I had no shortage of people wanting to ‘help’ me throughout my journey in India. One evening, someone took me to see an astrologer so the star charts could tell me what went wrong in a previous life, and what I could do differently to do things differently in this life. I don’t know about previous lives, but I sure as hell wanted to take the advice of ‘doing things differently in this life’ serious.


A yoga teacher asked me to make a facial expression like a lion, and roar. It is called the Simhasana: a yoga pose that is said to help fluency of speech. Again, I was skeptic about its use, but it got me thinking. Why would roaring like a lion help? Perhaps because it forces you to recognize the lion within you. After all, the question of why a lion roars is not of much use. A more profound question would be: why won’t it? Likewise, stammering is seen as a problem because it is badly understood. But, in fact, we don’t understand it so well either. That is not an issue and you should not blame yourself. At the end of the day, you can roar like anyone else. People easily assume that PWS are bad speakers. But you would be surprised at what happens if you give them time and space. They got a lot of time to think while being silent. And when they eventually roar, they ROAR! We are not our speech. We are so much more. But it shapes us. Forms us. And we are all the better for it.


In an ever fast-talking world, we have the blessing that we need to take it slowly. In a world that tries to be increasingly extroverted, we have the need to look within. It is empowering. It can be both a burden and a gift, but in the end, you can choose what it is. We have learned to be fearful, now we can learn to be grateful.

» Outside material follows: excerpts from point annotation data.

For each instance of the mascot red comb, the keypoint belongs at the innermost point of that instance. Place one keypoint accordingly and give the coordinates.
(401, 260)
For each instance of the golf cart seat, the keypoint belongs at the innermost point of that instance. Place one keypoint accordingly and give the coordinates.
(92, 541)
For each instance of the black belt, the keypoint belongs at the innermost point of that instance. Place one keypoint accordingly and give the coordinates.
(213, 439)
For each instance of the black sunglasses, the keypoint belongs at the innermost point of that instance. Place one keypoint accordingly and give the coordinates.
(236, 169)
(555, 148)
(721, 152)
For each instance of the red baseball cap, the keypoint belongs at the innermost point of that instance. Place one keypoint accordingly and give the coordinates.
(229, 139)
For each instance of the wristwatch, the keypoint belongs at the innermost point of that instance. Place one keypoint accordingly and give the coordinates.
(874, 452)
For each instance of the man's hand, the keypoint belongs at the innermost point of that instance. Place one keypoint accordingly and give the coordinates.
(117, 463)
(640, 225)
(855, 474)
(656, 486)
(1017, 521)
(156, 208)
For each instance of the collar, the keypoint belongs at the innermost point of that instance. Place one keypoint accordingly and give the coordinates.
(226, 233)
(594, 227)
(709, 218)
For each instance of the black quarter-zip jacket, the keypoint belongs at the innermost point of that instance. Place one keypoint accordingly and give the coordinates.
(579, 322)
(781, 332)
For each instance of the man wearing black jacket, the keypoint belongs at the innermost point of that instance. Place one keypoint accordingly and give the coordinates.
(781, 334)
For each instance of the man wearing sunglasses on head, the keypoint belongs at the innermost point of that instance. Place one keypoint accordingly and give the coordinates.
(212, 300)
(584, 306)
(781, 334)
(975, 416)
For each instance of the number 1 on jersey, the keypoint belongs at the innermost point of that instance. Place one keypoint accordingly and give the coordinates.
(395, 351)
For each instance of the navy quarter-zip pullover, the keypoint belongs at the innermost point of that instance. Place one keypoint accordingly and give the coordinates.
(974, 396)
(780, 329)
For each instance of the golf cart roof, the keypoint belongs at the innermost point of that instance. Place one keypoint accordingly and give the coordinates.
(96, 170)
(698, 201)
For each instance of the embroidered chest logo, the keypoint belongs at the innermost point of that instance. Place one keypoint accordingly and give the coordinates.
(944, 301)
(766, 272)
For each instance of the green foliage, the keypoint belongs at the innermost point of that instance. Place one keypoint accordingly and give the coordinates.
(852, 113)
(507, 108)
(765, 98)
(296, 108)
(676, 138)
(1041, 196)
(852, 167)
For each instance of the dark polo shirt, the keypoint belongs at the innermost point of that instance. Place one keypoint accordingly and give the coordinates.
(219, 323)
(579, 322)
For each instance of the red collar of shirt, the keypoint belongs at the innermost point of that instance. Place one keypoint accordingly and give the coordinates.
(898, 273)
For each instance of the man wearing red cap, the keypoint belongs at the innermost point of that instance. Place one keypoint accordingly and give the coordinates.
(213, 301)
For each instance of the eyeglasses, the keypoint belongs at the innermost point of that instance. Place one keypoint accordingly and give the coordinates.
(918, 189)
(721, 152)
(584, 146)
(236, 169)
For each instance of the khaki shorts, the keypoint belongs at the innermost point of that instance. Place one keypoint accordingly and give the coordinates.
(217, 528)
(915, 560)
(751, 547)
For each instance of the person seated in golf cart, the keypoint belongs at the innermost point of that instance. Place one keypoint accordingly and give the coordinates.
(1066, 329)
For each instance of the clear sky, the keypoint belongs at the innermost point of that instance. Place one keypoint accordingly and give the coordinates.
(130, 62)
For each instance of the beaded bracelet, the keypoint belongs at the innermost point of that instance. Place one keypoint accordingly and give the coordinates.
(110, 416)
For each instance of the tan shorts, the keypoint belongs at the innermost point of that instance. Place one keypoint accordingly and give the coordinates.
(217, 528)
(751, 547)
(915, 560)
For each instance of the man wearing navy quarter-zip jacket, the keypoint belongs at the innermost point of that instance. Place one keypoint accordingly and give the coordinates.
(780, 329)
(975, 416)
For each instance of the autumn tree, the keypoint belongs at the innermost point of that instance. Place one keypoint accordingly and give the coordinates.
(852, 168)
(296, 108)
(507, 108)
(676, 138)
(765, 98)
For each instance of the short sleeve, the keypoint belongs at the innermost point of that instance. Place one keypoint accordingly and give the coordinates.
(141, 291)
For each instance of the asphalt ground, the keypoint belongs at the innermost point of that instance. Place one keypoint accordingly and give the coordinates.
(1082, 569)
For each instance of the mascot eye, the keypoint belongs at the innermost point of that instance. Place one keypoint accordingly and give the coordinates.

I learned that the difference between cultures is the difference in the stories we make up about the same things. They are just words and feelings that we give the power to control our thoughts and actions. If we deny them that power, the only thing left to make up the story is you. You have that power. Why would we think about how stammering negatively impacts our life? We should be asking ourselves how it positively impacted our life. It might not be always sunshine and rainbows, but looking at the positive sides of it, would you have it any other way?


When they asked me whether I was happy, and I responded hesitantly, they would ask: ‘why not?’ Indeed, ‘why not?’


“Sometimes, the wrong train can take you to the right station.” – Quote from ‘The Lunchbox’.